Even more troubling and difficult is the copyright issue. I've not yet contacted CPH to get the definitive answer, but I'm given to understand that the Holy Triune God retains the rights to procreation as the Author and Giver of life. I was assuming that He'd been forced to give those up, what with a million different forms of birth control, "emergency contraceptive," and abortion on demand. Evidently not. It seems that He is still the one to open and close the womb. This is very frustrating, especially because He appears to be so inconsistent. He keeps opening the wombs of unmarried teenagers, and closing the wombs of faithful loving wives. Oddly enough, the same behavior does not always produce the same results. It is just a statistician's nightmare.
This will sound shocking, I realize, but I'm starting to have my doubts about the whole survey thing, after all. The Commission on Worship probably knows all sorts of things that I don't, but I just can't figure out how to measure the will and workings of God with statistical analyses. Since He is not only the Author and Giver of life, but also the Author and Perfecter of faith, I have to admit that I'm befuddled by the prospect of identifying the top 5 percent of "soul-winning" congregations. And there's still that irksome quality vs. quantity thing. I mean, it really would be so much easier to conclude that having more people indicates a better something-or-other. Yet, it strikes me that smaller congregations are sometimes more faithful (sometimes not), while larger congregations are sometimes more heterodox (and sometimes not). I do assume that faithfulness is still the Church's calling and aim, rather than outward "success." Otherwise, I suppose we ought to all be reading Joel Osteen's books and forget about theology altogether.

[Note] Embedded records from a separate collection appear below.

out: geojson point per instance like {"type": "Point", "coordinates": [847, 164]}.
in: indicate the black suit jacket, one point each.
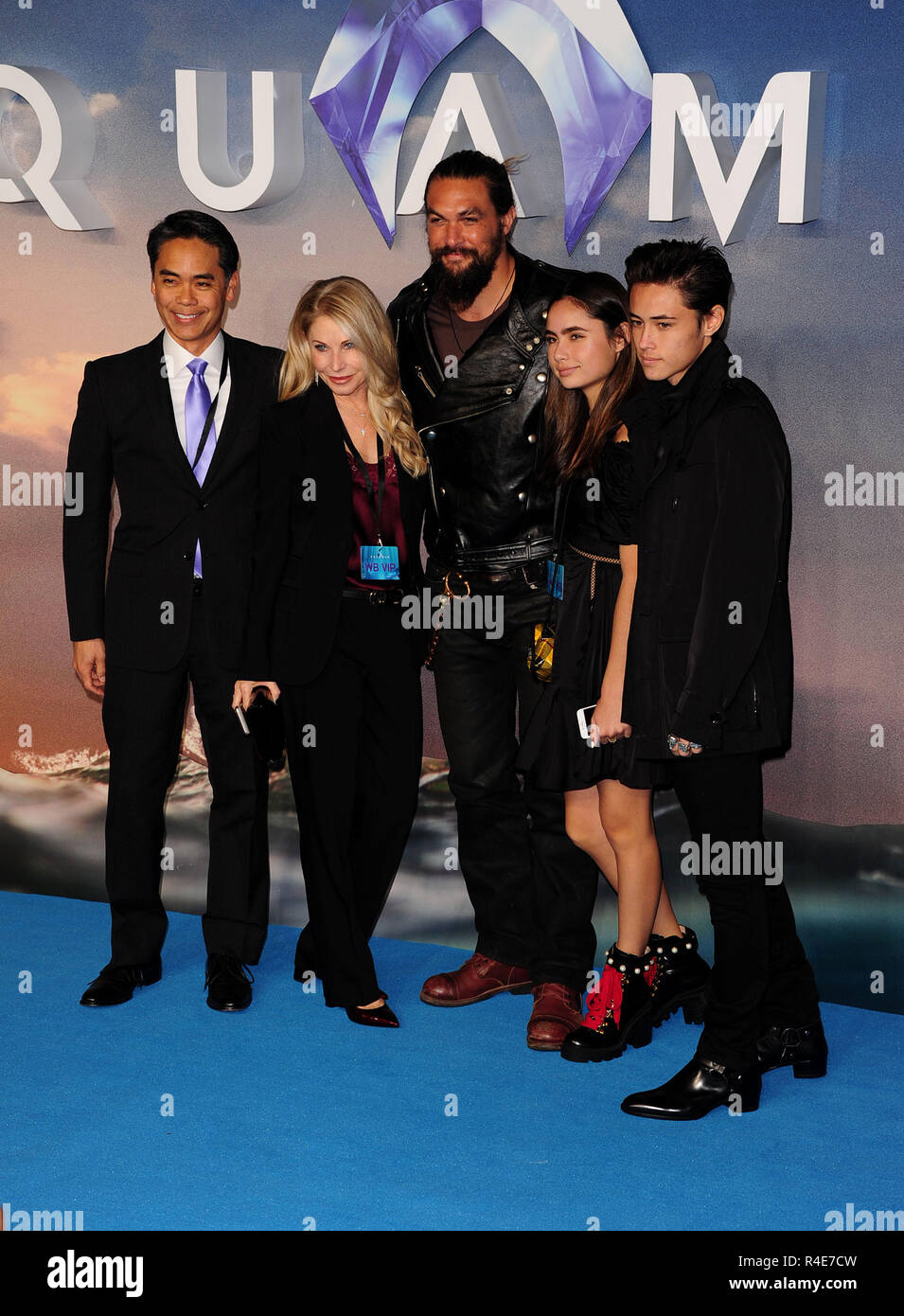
{"type": "Point", "coordinates": [304, 539]}
{"type": "Point", "coordinates": [125, 431]}
{"type": "Point", "coordinates": [709, 651]}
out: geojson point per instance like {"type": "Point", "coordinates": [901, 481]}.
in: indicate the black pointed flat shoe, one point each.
{"type": "Point", "coordinates": [116, 984]}
{"type": "Point", "coordinates": [380, 1018]}
{"type": "Point", "coordinates": [695, 1092]}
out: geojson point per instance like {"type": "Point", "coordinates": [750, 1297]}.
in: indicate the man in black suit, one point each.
{"type": "Point", "coordinates": [709, 667]}
{"type": "Point", "coordinates": [175, 425]}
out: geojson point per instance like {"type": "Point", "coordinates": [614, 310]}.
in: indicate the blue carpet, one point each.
{"type": "Point", "coordinates": [289, 1116]}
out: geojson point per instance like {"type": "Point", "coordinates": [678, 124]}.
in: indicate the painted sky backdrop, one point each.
{"type": "Point", "coordinates": [812, 316]}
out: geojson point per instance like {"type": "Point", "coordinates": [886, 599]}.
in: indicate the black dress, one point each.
{"type": "Point", "coordinates": [597, 516]}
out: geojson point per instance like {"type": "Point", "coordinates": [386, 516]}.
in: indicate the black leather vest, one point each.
{"type": "Point", "coordinates": [482, 428]}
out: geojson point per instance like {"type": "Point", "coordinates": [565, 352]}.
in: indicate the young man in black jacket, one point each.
{"type": "Point", "coordinates": [472, 358]}
{"type": "Point", "coordinates": [709, 667]}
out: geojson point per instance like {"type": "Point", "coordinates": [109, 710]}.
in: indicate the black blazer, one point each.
{"type": "Point", "coordinates": [304, 537]}
{"type": "Point", "coordinates": [125, 431]}
{"type": "Point", "coordinates": [709, 651]}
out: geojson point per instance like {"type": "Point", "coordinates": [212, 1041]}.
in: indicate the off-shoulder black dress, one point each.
{"type": "Point", "coordinates": [597, 516]}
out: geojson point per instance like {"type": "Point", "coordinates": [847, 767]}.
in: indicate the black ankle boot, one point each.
{"type": "Point", "coordinates": [805, 1048]}
{"type": "Point", "coordinates": [697, 1090]}
{"type": "Point", "coordinates": [617, 1012]}
{"type": "Point", "coordinates": [679, 979]}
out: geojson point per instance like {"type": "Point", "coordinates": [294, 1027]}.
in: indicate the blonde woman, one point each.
{"type": "Point", "coordinates": [340, 512]}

The truth of the matter is, in all seriousness, that marriages and congregations alike live under the Cross, and under the providence of God. Faithfulness is by the Word and Spirit of Christ, and by no other ways or means than that. The Church on earth with all of her members, both collectively and individually, lives by faith and not by sight, in the midst of hardship and adversity, as also in prosperity and advantage. Children are a heritage of the Lord, as are new members. We know the ways and means by which the Lord gives life, in either case, but new life comes about according to His good pleasure, not upon demand. Pastors and congregations may labor faithfully for years without seeing any measurable results, just as many husbands and wives who long for children of their own are disappointed. By the same token, careless couples in the back seat of a car may find themselves expecting, and reckless congregations may be attracting large crowds by way of entertainment models that give the people what they want.
Faithfulness will not be so concerned about numbers, but with the Word of the Lord, the Law and the Gospel. Parents, pastors and congregations are called daily to repentance for their past failures — not to despair, but back to the Lord in faith and hope. Whether with few or many children, with few or many members, marriages and congregations serve the souls (and bodies) entrusted to their care by quietly and steadily doing what they are given to do. To that end, they will simply use the ways and means that God the Lord has provided for that purpose. As for the fact that none of us are as faithful as we ought to be, Christ be praised for His grace and mercy and forgiveness; else who could be saved? With man it is impossible, but not with God.